“Soyez vous-mêmes, les autres sont déjà pris.” Cette injonction d’Oscar Wilde, nous l’avons tous déjà lue ou entendue, mais en saisissons-nous vraiment l’importance ? Dans une société qui tend à uniformiser plus qu’à distinguer, la clé de notre épanouissement résiderait dans notre capacité à identifier et nourrir ce qui nous rend uniques. C’est le point de vue défendu par Alexandre Pachulski, cofondateur de Talentsoft.
L’éducation, de l’uniformité à la singularité
Rien dans la société actuelle ne nous aide à exprimer notre singularité, nos talents, nos aspirations. A tracer une voie unique, qui ne ressemble qu’à nous, et qui nous permette de nous épanouir tout en contribuant positivement au bien commun. On passe notre temps à observer les autres, nous comparer, nous conformer, rentrer dans le moule. Cela débute dès l’école, où l’on apprend à vivre en collectivité, respecter ses camarades, obéir à des règles. Rien de plus normal me direz-vous. Mais ce microcosme est aussi le creuset de l’uniformisation.
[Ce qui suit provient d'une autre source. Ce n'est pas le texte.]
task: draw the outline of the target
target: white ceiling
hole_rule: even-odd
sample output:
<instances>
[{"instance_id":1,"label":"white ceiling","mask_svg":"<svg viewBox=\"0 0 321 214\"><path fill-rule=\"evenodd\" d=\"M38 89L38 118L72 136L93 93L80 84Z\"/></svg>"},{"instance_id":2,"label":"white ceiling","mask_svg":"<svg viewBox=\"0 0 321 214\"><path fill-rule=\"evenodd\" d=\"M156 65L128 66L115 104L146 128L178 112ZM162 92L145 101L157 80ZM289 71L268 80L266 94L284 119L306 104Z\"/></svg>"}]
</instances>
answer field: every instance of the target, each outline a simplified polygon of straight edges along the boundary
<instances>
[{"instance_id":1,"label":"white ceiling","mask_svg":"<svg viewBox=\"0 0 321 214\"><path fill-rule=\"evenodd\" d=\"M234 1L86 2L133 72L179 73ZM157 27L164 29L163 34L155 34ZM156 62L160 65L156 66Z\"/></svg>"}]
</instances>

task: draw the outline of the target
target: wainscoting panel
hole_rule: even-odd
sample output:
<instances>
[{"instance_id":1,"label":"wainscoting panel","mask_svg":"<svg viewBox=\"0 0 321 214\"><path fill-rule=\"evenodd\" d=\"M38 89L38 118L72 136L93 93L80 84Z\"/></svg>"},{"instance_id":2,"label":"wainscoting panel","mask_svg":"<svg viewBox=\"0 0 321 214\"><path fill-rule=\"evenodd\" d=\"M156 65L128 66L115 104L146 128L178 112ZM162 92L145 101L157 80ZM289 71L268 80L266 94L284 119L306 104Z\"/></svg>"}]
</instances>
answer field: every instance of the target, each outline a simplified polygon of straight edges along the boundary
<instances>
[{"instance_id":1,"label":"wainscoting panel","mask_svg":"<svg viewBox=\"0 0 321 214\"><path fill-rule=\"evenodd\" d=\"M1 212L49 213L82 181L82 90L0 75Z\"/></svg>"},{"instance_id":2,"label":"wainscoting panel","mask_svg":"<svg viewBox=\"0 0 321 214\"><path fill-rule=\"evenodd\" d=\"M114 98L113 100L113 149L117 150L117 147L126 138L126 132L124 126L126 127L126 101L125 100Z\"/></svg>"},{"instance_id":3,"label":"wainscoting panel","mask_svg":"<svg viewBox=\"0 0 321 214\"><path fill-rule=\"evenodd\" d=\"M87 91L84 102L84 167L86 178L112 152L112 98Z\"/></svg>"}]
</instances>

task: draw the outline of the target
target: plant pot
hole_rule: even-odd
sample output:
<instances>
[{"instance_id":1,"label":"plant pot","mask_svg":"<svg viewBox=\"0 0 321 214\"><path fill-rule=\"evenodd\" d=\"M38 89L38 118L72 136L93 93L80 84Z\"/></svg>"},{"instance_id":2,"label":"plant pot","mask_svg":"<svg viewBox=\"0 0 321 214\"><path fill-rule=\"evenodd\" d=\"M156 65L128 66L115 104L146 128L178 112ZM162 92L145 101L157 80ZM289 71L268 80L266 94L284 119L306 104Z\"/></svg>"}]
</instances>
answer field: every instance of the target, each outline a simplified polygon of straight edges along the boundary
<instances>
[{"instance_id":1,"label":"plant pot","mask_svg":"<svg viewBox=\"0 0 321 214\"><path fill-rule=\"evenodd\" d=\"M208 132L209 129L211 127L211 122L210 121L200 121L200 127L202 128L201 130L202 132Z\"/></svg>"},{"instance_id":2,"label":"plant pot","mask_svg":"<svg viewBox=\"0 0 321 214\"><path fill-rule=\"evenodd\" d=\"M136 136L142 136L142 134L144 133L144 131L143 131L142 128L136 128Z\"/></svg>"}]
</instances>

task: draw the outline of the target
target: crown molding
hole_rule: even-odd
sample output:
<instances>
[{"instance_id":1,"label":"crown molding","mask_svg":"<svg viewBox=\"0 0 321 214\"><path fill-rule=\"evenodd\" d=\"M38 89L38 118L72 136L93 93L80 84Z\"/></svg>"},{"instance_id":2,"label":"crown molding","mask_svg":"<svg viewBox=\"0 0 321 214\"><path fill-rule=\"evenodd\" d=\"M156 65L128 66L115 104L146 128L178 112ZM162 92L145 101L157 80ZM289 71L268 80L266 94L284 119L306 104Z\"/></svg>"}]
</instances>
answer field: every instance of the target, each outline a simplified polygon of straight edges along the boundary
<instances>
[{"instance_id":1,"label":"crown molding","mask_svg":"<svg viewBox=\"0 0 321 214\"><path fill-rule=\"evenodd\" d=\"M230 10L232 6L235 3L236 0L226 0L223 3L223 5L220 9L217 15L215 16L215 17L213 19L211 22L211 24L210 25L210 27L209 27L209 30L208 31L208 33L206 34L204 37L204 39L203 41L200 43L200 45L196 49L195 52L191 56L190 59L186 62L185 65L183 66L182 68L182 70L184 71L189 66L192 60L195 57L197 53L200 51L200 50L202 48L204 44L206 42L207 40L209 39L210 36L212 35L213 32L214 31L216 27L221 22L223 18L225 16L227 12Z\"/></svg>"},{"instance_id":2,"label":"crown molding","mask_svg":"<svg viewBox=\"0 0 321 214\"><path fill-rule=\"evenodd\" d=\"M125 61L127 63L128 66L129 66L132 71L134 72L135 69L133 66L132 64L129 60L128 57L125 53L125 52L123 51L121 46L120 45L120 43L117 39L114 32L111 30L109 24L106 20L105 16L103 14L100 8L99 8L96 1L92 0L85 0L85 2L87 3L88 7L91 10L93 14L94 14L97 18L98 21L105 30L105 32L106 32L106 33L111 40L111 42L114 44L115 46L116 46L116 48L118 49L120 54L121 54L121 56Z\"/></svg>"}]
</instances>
Progressivement, l’originalité et la créativité tendent à s’effacer. La mission de l’école consiste davantage à transmettre des informations qu’à encourager le développement personnel. Tout connaître, plutôt qu’apprendre à se connaître.
Ces apprentissages, aussi indispensables soient-ils, ne suffisent pas quand vient l’heure de choisir un métier : alors qu’on ne sait pas vraiment qui l’on est ou ce que l’on aime, on nous demande de prendre des décisions qui détermineront notre avenir. On nous pousse vers des professions et des cursus que l’on juge bons pour nous, sans nous encourager à réfléchir à nos propres aspirations. Résultat : un nombre croissant de salariés qui ne se sentent pas réellement à leur place.
Connais-toi toi-même
La mission première de l’éducation devrait être d’aider les élèves à savoir qui ils sont et qui ils veulent devenir. A un apprentissage focalisé sur le monde qui nous entoure se mêlerait un apprentissage tourné vers l’intérieur, une invitation à l’introspection, à la connaissance de soi pour définir ce que chacun d’entre nous sera en mesure d’apporter à la société.
“Ose devenir qui tu es”
André Gide
Dès lors, pourquoi ne pas faire de nous-mêmes un objet permanent d’étude, à l’image des Grecs, qui avaient inscrit “Connais-toi toi-même” sur le fronton du temple de Delphes ? Découvrir ce qui fait notre singularité, le projet est ambitieux, car ce qui nous rend uniques c’est à la fois
– nos pensées, nos sentiments, nos émotions
– nos qualités, nos défauts
– nos ambitions, nos aspirations, nos envies
– nos doutes, nos peurs
– notre façon de voir le monde et de l’appréhender
– notre comportement
Aller à la découverte de ce qui nous rend uniques, ce n’est pas seulement reconnaître en soi une aptitude ou un fonctionnement différent. C’est d’abord affirmer ses goûts, ses envies, ses aspirations. En considérant que nous sommes tels que nous sommes, nous nous privons d’opportunités, d’évolutions. En envisageant qui nous pourrions être en revanche, nous ouvrons le champ des possibles. Notre singularité se situe à la croisée entre qui nous sommes aujourd’hui, et qui nous souhaitons être demain.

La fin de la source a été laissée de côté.